İlmek, bir kere kaçmaya görsün

Anında yakalayıp dikip-tutturmaz,

Sonra dersen!

O tek ilmek, tüm ilmeklere sıçrar bir bir söker... Talan eder...

Bu tıpkı kanser hastalığının erken teşhisi gibidir...

İlişkilerde böyle işte... Ya ilmeği yakalayacak anında kurtaracaksın emeği, ya da....

Ağacın en tepesine çıkıp koynuna doldurduğun onca elmayı zedelemeden indirmeye çabalarken biri seni sarsmış ve zedeleyip hepsini bir bir düşürmüştü bağrından...Sense hala çabalamaya çalışıyordun ve farketmiyordun bile bozuk kısımların diğer bölümlere sıçrayıp içten içe çürüttüklerini...

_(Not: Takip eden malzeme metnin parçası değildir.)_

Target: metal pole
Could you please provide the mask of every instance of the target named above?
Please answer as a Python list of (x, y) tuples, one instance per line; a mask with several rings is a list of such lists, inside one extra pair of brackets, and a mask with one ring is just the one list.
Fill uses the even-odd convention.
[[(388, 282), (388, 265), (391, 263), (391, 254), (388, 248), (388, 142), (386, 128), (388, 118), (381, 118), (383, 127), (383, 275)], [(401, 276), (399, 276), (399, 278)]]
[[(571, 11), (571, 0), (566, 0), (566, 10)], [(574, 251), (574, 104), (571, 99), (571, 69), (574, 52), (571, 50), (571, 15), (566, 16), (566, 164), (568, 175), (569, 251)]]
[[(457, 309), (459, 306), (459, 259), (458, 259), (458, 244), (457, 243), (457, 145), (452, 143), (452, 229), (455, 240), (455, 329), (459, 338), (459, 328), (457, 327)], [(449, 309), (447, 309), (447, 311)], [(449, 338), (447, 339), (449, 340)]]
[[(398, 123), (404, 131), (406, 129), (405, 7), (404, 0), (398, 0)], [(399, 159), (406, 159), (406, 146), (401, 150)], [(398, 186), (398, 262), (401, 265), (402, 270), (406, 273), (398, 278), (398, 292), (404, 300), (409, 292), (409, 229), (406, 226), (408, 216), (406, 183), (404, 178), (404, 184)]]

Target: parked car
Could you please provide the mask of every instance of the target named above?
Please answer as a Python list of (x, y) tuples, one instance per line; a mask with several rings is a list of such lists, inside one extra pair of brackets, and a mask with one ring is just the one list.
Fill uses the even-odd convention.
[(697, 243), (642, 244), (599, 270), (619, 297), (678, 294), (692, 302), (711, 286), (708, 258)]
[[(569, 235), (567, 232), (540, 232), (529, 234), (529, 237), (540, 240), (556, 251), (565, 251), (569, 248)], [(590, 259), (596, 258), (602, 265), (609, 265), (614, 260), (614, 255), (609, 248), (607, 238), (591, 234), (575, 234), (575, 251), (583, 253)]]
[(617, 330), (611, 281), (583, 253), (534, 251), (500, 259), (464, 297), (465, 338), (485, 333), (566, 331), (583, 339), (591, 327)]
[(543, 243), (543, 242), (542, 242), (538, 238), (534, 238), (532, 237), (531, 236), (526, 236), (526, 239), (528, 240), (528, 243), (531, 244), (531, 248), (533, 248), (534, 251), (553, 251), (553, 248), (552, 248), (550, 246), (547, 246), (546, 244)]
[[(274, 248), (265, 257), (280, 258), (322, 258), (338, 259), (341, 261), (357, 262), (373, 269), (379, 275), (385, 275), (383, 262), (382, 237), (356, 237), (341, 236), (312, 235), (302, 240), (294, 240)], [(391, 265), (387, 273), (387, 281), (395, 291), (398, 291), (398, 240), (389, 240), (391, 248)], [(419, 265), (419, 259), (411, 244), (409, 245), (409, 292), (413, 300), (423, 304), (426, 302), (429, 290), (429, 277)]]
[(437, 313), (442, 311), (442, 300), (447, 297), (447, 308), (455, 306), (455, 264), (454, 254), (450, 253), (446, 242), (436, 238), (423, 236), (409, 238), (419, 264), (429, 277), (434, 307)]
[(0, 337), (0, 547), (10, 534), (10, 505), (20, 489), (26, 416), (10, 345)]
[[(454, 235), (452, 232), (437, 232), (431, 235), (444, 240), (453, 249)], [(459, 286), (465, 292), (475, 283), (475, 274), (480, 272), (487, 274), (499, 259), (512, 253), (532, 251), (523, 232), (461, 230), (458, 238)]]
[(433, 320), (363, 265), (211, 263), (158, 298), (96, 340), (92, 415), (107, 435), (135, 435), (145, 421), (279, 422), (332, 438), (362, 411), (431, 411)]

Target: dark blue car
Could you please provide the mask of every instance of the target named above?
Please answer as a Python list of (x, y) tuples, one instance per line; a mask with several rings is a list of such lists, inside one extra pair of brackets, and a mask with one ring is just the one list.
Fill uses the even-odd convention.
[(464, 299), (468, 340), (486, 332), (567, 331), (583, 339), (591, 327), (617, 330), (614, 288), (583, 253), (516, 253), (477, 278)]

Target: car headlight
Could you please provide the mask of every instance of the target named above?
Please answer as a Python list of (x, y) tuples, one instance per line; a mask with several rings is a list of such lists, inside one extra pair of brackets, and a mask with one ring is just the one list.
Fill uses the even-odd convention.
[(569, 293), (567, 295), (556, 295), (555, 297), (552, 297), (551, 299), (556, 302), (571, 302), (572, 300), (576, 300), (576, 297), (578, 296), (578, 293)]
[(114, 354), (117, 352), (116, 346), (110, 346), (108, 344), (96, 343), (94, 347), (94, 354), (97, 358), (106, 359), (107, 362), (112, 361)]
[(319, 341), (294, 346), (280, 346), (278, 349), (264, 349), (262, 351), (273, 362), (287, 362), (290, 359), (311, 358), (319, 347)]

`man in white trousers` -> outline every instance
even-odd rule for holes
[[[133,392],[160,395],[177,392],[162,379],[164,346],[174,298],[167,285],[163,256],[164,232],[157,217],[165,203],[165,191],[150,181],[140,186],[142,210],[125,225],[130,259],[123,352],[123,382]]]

Herkes eskiyi özlüyor demekle başlamıştım sözlerime

Sen ise; biz farklıydık diyordun.

Fark neydi ki...

Belkide tek fark sendin. Bunca zamandır sadece farklı görmeye çalışmış ve günü geldiğinde gözlerinin önündeki perde sana, ortadaki farkı sunmuştu... Usta bir ilizyonisttin!

İzole etmekle geçirmiştin onca yılını ve hala direnmeye çalışıyordun. Arada kocaman bir fark vardı, eskiden ümitliydin şimdiyse....

Bir bilsen beni nerelere götürdüğünü...

Tek bir cümleyle aklımda neler uyandırdığını...

Sadece birkaç şey söyleyebilmiştim sana... Sadece birkaç cümle...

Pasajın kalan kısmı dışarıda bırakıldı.